Nessa mesma entrevista perguntou o João Lameira se os filmes de João Pedro Rodrigues (e os de ambos) bebiam mais do próprio cinema do que da realidade, ao que prontamente respondeu Guerra da Mata: “detesto filmes de referências”. Depois acabou por concordar que os filmes de ambos eram de facto muito influenciados pelo cinema que viam e amavam, “mas a citação é uma coisa, a influência é outra”. A Última Vez é um filme sintomático desta ténue diferença, onde parece que se confluem dezenas de filmes num só sem que com isso sintamos qualquer forma de pedantismo referencialista. Mas dediquemos-nos a tentar descortinar o que andou a borbulhar durante os meses que a montagem do filme demorou.
Começa o filme e temos um plano sequência que acompanha uns saltos altos que caminham, depressa ouvimos os rugidos de tigres e como quem não quer a coisa surge-nos Cindy Scrash a cantar You Kill Me (I’m sure that my love will survive/ Because you kill me and keep me so alive). Assim, em três planos temos já pano para mangas. Os saltos são os mesmo que vimos perdidos em Alvorada Vermelha (2011), a curta (também montada com os materiais recolhidos em Macau) sobre o mercado vermelho (e que segundo os realizadores veremos de novo em Mahjong, curta sobre a ‘Chinatown‘ de Vila do Conde); os tigres antecipam já o final e o gosto por felinos que os filmes de Rodrigues foram mostrando; Cindy (aqui chamada de Candy, a fazer lembrar a Candy Darling de Warhol) já a conhecíamos de Morrer Como um Homem (2009) e a canção vem de Macao (Macau, 1952) filme de Sternberg que Ray terminou, cantada por Jane Russel. Depois veremos as meias de Russel a oscilar à porta da caverna de piratas, veremos também uma trama de noir clássico, de ficção cientifica e de policial série B (Z?), mas também receberemos (receberá Guerra da Mata, ele mesmo) uma carta cujas primeiras palavras são: ‘quando leres esta carta eu talvez já esteja morta’, as mesmas palavras que abriam a carta que Joan Fontaine envia a Louis Jourdan em Letter from an Unknown Woman (Carta de Uma Desconhecida, 1948).

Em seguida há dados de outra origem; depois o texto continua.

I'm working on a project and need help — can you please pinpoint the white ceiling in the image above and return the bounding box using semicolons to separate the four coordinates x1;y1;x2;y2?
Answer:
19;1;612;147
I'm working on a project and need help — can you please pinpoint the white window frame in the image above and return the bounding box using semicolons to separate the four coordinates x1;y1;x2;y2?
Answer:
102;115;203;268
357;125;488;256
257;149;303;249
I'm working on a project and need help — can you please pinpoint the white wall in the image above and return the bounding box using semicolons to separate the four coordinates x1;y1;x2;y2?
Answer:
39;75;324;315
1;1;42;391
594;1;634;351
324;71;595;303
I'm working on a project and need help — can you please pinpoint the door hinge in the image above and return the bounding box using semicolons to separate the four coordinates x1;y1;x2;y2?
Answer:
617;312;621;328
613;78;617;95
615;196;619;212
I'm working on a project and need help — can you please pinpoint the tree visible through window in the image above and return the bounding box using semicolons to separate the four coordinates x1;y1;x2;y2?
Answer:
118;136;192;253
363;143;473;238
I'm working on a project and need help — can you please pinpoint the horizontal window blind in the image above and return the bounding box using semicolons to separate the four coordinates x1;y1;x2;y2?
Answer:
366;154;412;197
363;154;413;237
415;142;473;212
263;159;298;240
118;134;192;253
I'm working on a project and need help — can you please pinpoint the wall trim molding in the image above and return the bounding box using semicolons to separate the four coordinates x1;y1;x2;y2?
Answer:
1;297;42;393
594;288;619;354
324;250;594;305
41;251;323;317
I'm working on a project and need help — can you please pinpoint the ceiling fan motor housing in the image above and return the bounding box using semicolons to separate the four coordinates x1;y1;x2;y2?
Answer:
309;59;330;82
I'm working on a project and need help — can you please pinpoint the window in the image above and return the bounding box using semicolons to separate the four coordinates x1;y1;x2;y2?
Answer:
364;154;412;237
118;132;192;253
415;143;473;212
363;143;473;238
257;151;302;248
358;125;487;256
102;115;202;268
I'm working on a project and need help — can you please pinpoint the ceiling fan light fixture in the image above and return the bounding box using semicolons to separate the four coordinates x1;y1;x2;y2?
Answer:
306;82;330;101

Para não falarmos em The Man With the Golden Gun (007 – O Homem da Pistola Dourada, 1974) parcialmente filmado em Macau e a cuja rodagem o próprio Guerra da Mata assistiu quando lá vivia, ou de um Chris Marker omnipresente (“[o Chris Marker] trabalha a memória de uma maneira extraordinária. E obviamente que A Última Vez Que Vi Macau é muito influenciado pelo cinema dele“), ou ainda dos quadradinhos de Tintin e o Lótus Azul.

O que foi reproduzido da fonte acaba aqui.